New Communication Technologies and Old Discrimination: Multisemiotic Analysis of Gender Inequality in Politicians’ Photographs
ISA-RC14 Interim Conference 2016, New Delhi (February, 26-28, 2017)
Posted: 7 Jan 2017
Date Written: January 4, 2017
Abstract
This report presents a contribution to multisemiotic theory by means of the multimodal analysis of a sample of Russian women politicians’ photographs. The focus of research is on the interaction between the viewer and the picture that is, according to Kress and Van Leeuwen, the interactive meanings in images, and gender inequality in viewer’s perception. According to Van Leeuwen multisemiotics can investigate interactive meanings in images and other visual resources and indicates how these resources are used in specific historical, cultural and institutional contexts, and how people talk about them in these contexts – plan them, teach them, justify them, critique them, etc. (Van Leeuwen, 2005: 3). The data comes from 150 photographs of the Russian women politicians and 150 photographs of the Russian men politicians. 300 photographs were specifically chosen by the authors in order to be acceptable for coding. The study was conducted in two stages. In the first stage, authors encoded the full photograph corpus according to interpersonal metafunction’s codes based on the Kress and Van Leeuwen’s Systemic Functional Linguistics for images and chose 12 photographs of political leaders (6 men and 6 women).
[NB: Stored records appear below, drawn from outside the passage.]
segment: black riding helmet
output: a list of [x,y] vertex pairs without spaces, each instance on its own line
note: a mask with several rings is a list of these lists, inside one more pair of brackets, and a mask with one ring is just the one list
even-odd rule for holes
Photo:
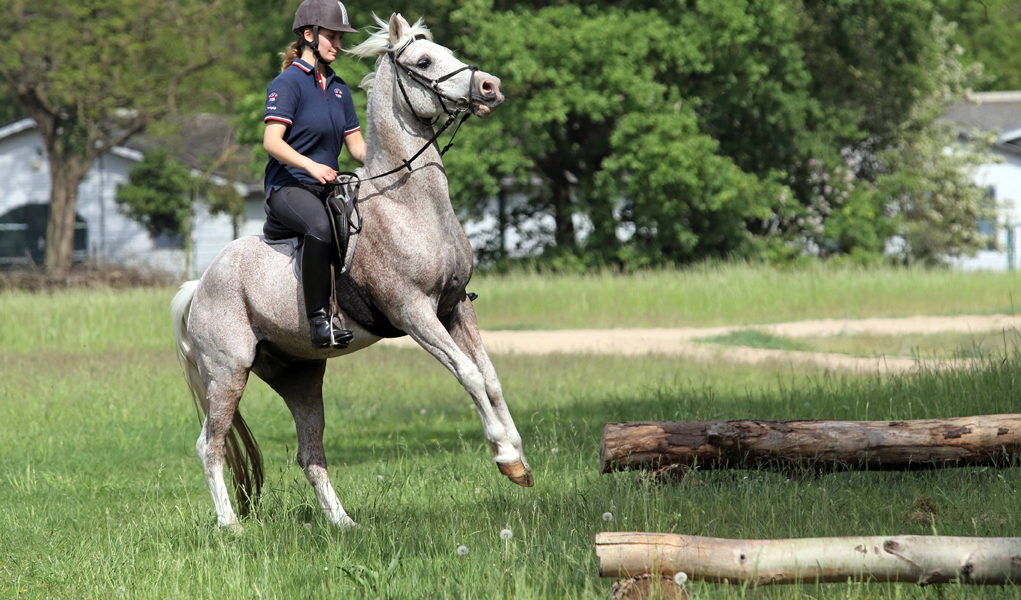
[[316,42],[319,40],[319,28],[325,27],[334,31],[345,33],[358,33],[358,30],[351,27],[348,20],[347,9],[339,0],[305,0],[294,13],[294,25],[291,29],[294,33],[301,33],[302,29],[311,27],[316,34]]

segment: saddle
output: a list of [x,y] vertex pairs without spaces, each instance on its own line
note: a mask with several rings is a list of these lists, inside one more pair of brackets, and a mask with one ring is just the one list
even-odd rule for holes
[[[317,186],[318,187],[318,186]],[[362,230],[361,215],[358,213],[358,177],[354,173],[341,173],[337,183],[310,189],[323,201],[323,207],[330,219],[332,247],[330,263],[333,272],[333,290],[330,302],[333,314],[343,312],[369,333],[383,338],[407,335],[390,322],[365,289],[355,283],[349,270]],[[272,240],[262,236],[263,241],[273,249],[290,257],[294,276],[301,282],[300,238],[291,237]],[[341,328],[346,328],[341,324]]]

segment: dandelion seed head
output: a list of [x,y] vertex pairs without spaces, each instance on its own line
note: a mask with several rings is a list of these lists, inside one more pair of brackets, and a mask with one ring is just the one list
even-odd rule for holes
[[383,476],[382,475],[376,475],[376,479],[378,479],[379,481],[383,481]]
[[613,513],[610,512],[610,511],[604,512],[603,513],[603,520],[604,521],[612,521],[613,520]]
[[684,571],[678,571],[674,573],[674,583],[677,585],[684,585],[684,582],[688,580],[688,574]]
[[458,556],[466,556],[467,554],[468,554],[468,546],[463,546],[462,545],[462,546],[458,546],[457,547],[457,555]]
[[514,538],[514,532],[511,531],[510,529],[501,529],[500,530],[500,539],[501,540],[510,540],[510,539],[513,539],[513,538]]

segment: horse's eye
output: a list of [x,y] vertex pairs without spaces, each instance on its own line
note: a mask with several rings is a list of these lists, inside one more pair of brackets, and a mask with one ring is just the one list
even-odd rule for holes
[[433,61],[428,56],[423,56],[422,58],[418,59],[417,64],[419,69],[428,69],[429,65],[433,64]]

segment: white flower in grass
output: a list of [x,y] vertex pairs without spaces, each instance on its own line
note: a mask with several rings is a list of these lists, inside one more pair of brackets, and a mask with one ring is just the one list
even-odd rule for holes
[[613,520],[613,513],[610,512],[610,511],[604,512],[603,513],[603,520],[604,521],[612,521]]
[[378,479],[380,481],[383,481],[383,476],[382,475],[376,475],[376,479]]
[[467,554],[468,554],[468,546],[462,545],[462,546],[458,546],[457,547],[457,555],[458,556],[467,556]]
[[510,529],[501,529],[500,530],[500,539],[501,540],[510,540],[510,539],[513,539],[513,538],[514,538],[514,532],[511,531]]
[[678,571],[674,573],[674,583],[677,585],[684,585],[684,582],[688,580],[688,574],[684,571]]
[[550,448],[549,452],[550,454],[556,454],[557,452],[559,452],[559,450],[556,448]]

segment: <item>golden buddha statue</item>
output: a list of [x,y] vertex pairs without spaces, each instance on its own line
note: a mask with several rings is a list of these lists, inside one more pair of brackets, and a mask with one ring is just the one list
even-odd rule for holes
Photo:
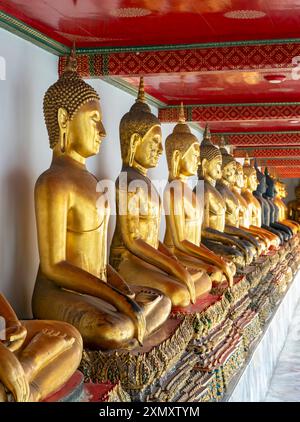
[[274,204],[278,208],[278,221],[288,226],[293,234],[297,234],[300,230],[300,224],[288,218],[288,207],[283,199],[287,197],[286,186],[281,180],[275,181],[275,198]]
[[[187,267],[206,271],[213,283],[233,283],[229,264],[201,244],[202,208],[188,186],[190,176],[197,174],[200,144],[185,122],[181,104],[179,122],[166,139],[169,184],[164,192],[166,233],[164,243]],[[210,290],[207,283],[207,290]]]
[[86,168],[105,130],[99,96],[77,74],[74,52],[45,94],[44,115],[53,159],[35,186],[33,314],[73,324],[89,348],[134,347],[166,321],[171,303],[150,288],[129,288],[107,265],[109,204]]
[[288,217],[300,223],[300,185],[295,187],[296,199],[288,202]]
[[261,246],[257,239],[249,232],[239,227],[239,201],[232,192],[236,180],[236,161],[229,154],[224,145],[220,148],[222,154],[222,177],[217,181],[216,188],[222,195],[225,205],[225,233],[236,236],[248,250],[248,264],[261,253]]
[[158,118],[145,102],[143,78],[135,104],[120,122],[123,167],[116,181],[117,222],[110,262],[130,285],[150,287],[185,307],[210,290],[202,270],[188,271],[159,241],[161,200],[147,177],[162,154]]
[[200,145],[200,163],[198,184],[204,183],[202,241],[217,255],[243,268],[249,260],[247,248],[235,236],[225,233],[226,203],[216,189],[216,183],[222,177],[222,154],[211,142],[208,125]]
[[[0,294],[0,402],[41,401],[59,390],[80,364],[82,339],[58,321],[19,321]],[[3,327],[4,328],[4,327]]]
[[249,216],[250,216],[250,228],[255,229],[259,228],[260,233],[263,234],[274,247],[278,247],[280,244],[279,237],[262,227],[262,209],[259,200],[253,195],[253,192],[256,191],[258,186],[256,169],[250,165],[250,160],[248,156],[245,158],[244,166],[244,187],[242,188],[242,196],[247,202]]
[[271,242],[259,227],[251,225],[248,203],[242,196],[242,189],[244,188],[244,184],[245,181],[243,166],[241,163],[236,161],[236,177],[232,186],[232,192],[235,194],[235,197],[239,202],[239,225],[243,230],[248,231],[253,236],[258,238],[260,240],[261,251],[266,252],[270,248]]

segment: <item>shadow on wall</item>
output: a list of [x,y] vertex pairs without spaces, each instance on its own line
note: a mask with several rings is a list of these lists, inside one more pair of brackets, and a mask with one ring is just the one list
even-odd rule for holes
[[32,218],[33,192],[30,174],[26,169],[12,169],[5,183],[4,218],[7,289],[13,292],[10,301],[20,316],[31,314],[30,303],[34,279],[30,280],[30,267],[35,261],[32,253],[32,237],[35,234]]

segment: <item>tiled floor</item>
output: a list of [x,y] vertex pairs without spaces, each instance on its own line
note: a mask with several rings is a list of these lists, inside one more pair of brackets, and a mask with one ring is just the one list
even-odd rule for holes
[[300,402],[300,301],[265,401]]

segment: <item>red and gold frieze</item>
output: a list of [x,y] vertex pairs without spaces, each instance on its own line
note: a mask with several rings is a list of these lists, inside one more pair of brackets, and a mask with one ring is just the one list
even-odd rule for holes
[[[295,56],[300,56],[300,44],[290,42],[233,45],[147,51],[103,52],[89,54],[89,76],[147,75],[177,72],[207,72],[222,70],[290,69]],[[79,50],[80,51],[80,50]],[[64,62],[64,58],[60,59]],[[79,63],[86,60],[79,55]],[[98,66],[98,63],[103,63]],[[61,65],[60,65],[61,66]]]
[[[300,103],[190,105],[187,115],[193,122],[262,121],[300,118]],[[159,110],[161,122],[177,122],[179,107]]]
[[228,143],[237,147],[255,146],[297,146],[300,145],[300,132],[273,132],[273,133],[226,133],[213,134],[213,142],[218,143],[225,135]]
[[300,168],[300,157],[299,159],[258,159],[257,164],[264,167],[299,167]]
[[245,158],[246,154],[255,158],[300,157],[299,148],[237,148],[233,151],[235,157]]

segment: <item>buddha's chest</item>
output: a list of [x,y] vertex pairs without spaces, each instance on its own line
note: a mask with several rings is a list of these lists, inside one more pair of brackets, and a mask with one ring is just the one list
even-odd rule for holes
[[108,220],[108,196],[93,177],[84,177],[70,194],[68,230],[78,233],[100,230]]
[[201,226],[203,212],[196,195],[191,190],[183,197],[183,211],[186,224]]
[[212,186],[205,189],[205,202],[208,202],[209,214],[223,216],[226,204],[222,195]]

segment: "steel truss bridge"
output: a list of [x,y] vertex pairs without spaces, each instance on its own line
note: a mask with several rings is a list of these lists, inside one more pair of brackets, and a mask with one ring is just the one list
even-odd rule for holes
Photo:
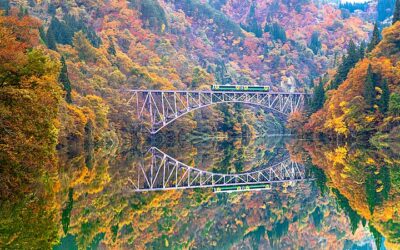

In the second stage, the group of Russian informants evaluated facial expressions on these photographs and answered to the questions. The results show that Russians have tendency to discriminate the women facial expressions and offer them humiliating statements. To some extent, it is a problem a presentation of women in photos because the women in the photograph are presented with other angles than men.